Collard greens are also healthy and contains the same vitamins A, C and K.

These green leaves should be one of the favorite greens of all women, as they stimulte hair growth and improve skin state.


Calalou

Calalou or callaloo is a green plant with large leaves and also its seeds. Very popular in Asia, calalou is used in Western cuisine roasted, boiled, steamed with garlic, and served as side dish.

Calalou needs longer time to cook, as it contains a toxin called calcium oxalate, that irritates the throat. If you are cooking callaloo make sure to boil or simmer it for 45 – 60 min.  

These greens are quite rare and can be expensive. 


Rapini

Rapini are edible greens, stems and buds of a green plant. It has more bitter taste than Swiss chard, but can still be an alternative to it.

Rapini is a relative of a well known vegetable – broccoli. Rapini can be consumed raw, but honestly, it is much better cooked – cooked rapini is tender and less bitter (add sugar, or lemon, or cream).

Rapini is also called Broccoli raab or rabe.


Escarole

Escarole has curly leaves, bitter flavor, and is part of the chicory family. The best part is the inner leaves – they are soft, mild flavor, and have a palatable texture – which makes them a great replacement for Swiss chard.

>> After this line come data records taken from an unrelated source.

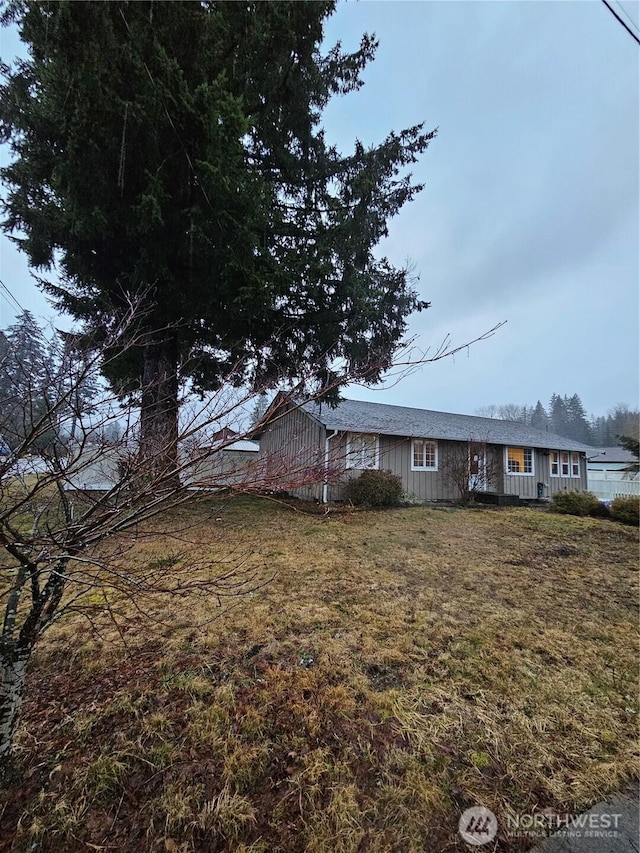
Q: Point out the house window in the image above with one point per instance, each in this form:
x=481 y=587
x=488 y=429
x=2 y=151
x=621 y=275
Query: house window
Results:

Escarole is edible both raw (in salads and sandwiches inner leaves are the best) and cooked (in soups, braised, grilled, or sautéed outer leaves).

If you’re looking for escarole at the grocery store, you may need to pay attention to spinach or lettuce, escarole looks very much like them.


Can I grow Swiss chard?

Yes, you can easily harvest your own Swiss chard: you need to put seeds in the soil, water it, and keep the soil moist. The seeds will only sprout in a sunny place.

The best season to grow it – sunny months – spring and summer. If you’re living somewhere with endless summer – you can harvest Swiss chard all around the year.

Once you think the size is ok, you can pick half of the leaves from the plant. If you’ll take all leaves, the Swiss chard will not grow new leaves.

It is a healthy and easy way to always have some greens for lunch!